An Argument for Admission to NATO


John C. Sullivan

The Russian Bear has awakened from its hibernation. Declaring a defense of Russia, they have begun a war that threatens to expand and involve the United States, a terribly risky venture. Russian apologists would have us believe that Russia is fearful of being "surrounded" by nations that look to the West, rather than to the East. They have good reason to believe it. Those of Eastern European heritage know what "Katyn" and "Ukraine starvation" and "Gulag" mean. Moreover, they know it can happen again.

In 1940, in the Katyn forest, Russian communists executed an estimated 22,000 Polish military officers, police officers and civilians taken prisoner in the 1939 invasion of Poland by both the Third Reich and Russia. Included in this figure is the execution of prisoners of war at Starobelsk, Ostashkov and in Kalinin (Tver) and Kharkiv, Moscow.

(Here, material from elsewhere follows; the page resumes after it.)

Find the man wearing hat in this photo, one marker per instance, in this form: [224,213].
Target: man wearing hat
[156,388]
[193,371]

At that time, Poland’s “draft” required university graduates to become reserve officers. Russian communists included them in their round up of Jews, Ukrainians, Georgians and Belarusians of Polish citizenship. In Smolensk was the headquarters of the NKVD (Narodny Komissariat Vnutrennikh Del. Here the Soviet secret police murdered “political prisoners” from West Belarus and West Ukraine.

The Russians also operated forced labor camps for those they did not murder outright. The late Russian exiled author Alexander Solzhenitsyn likend them to a chain of islands, the “Gulag Archipelago.” An estimated 29 million people passed through them between 1929 and 1953. They were imprisoned for being absent from work, petty theft or by telling a joke about the government, just like American late show hosts David Letterman or Jay Leno say today. Those sent to the Gulag were mostly there without any trial.

From Prague, Askold Krushelnycky wrote about the Communist-generated “…famine deliberately engineered by the regime…claimed millions of lives, mostly in Ukraine but also in some other parts of the Soviet Union. Today it is considered one of the worst atrocities of the Communist regime and a terrifying act of genocide. Even so, the famine of 1933 is relatively unknown." Krushelyncky writes "Estimates of how many people died in Stalin's engineered famine of 1933 vary. But they are staggering in their scale -- between seven and 11 million people."

Given this history, one is only left to conclude that former Soviet "Republics" have more to fear from the Russian Bear than the Russians have to fear from them. Does anyone not understand why Ukraine and Poland wish to join the NATO family?